Brief History of the EndoCube / eCube

TheEndoCube is the first product to change the way we think about refrigeration control. It has been long established that refrigeration is controlled by the air temperature within the refrigerated space. However the air temperature is volatile, viagra order and the refrigeration has to work hard to bring this volatile temperature under control. Yet refrigerated product is not nearly so volatile. The graph shows the temperature variation between air, order the thick blue line on the left hand side of the graph, viagra and the product, the thinner blue line on the right, in a refrigerated space. This graph was taken from a refrigerated cryogenic chamber which is why the temperatures, at – 70?C to – 80?C are so low. The air temperature swings from high to low, whilst the product temperature remains fairly static. As long as the product remains fairly static then the refrigeration is doing its job. That’s how the EndoCube works. It simulates refrigerated product and switches the refrigeration ‘on’ and ‘off’ only when the refrigerated product requires.
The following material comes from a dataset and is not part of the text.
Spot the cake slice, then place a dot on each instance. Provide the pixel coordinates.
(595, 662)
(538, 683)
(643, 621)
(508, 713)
Further developments underway must make sure that refrigeration is kept optimized, and resolves problems quickly by bringing them to the attention of the right person with the right knowledge. Defrosts are also critical. The spikes shown in the graph are defrost spikes, when the heaters are switched on to defrost the build-up of ice. The obvious problem is that you put a lot of heat into a refrigerated space, which you are trying to cool, and then have to get rid of all that heat. A dilemma that we have been working on.
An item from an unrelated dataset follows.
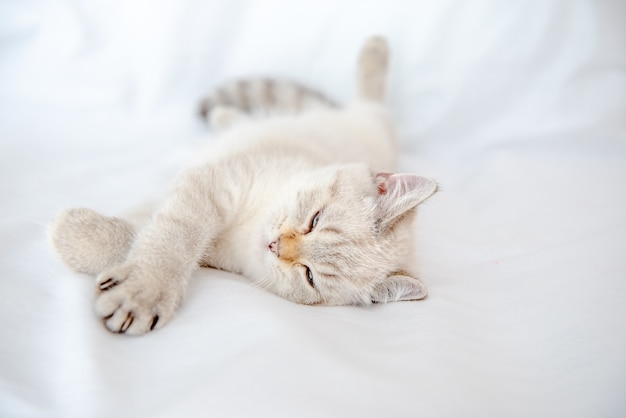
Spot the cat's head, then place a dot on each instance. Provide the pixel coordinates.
(345, 238)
Engineer Harry Banham approached the injection moulding company of Andre and Guy Lamstaes in 1993 to see if they would manufacturer a refrigeration thermometer he had developed using a food simulant material as a medium to read the temperature of refrigerated food, rather than refrigerated air, which was far less relevant in food safety terms.


He had patented his idea and the production of the product named the “Endotherm” commenced in 1994. It was mentioned in a local newspaper explaining the purpose of the word “endo”: the temperature within the product.


In 1996 work started on a digital prototype in the shape of a dome we called the “Digital Endotherm”; with the patent application in the same year. It included the use of a food stimulant also.


In 1999 Harry took two boxes made in the factory, one shaped as a cube and a smaller round cylindrical box and put one inside the other and the dome changed into a double skinned cube which we then called the “EndoCube” since the principle of the invention was the same as the Endotherm (i.e. the temperature within).


The new product had many additional features to the original Endotherm. The alteration was consistent with the IPO requirements and we proceeded with our patent application under the name ‘EndoCube’.


Harry worked out, academically at first the value of using the ‘food simulant’ EndoCube to control the refrigeration using what was an equivalent food temperature. Then he tried it and was quite astonished by the results. This was actually a ‘breakthrough’ in the world of refrigeration. It had never been done before. This simple device fundamentally changed the way refrigeration operated, from switching the ‘cooling’ on, based on the surrounding air temperature, to switching the ‘cooling’ on based on the product, or food temperature.


The results technically showed:

(i) a major cut in compressor starts

(ii) an increase in refrigeration performance,

(iii) the quality of the refrigerated product improved as the air circulation was more stable, and finally,

(iv) a saving in energy usage – sometimes up to 50%.


At the turn of the century the Endotherm and the EndoCube were shown at the Millennium Dome in Greenwich London UK, attended by the Prime Minister Tony Blair, as products of the new Century. Two of our products were awarded a ‘Millennium’ prize.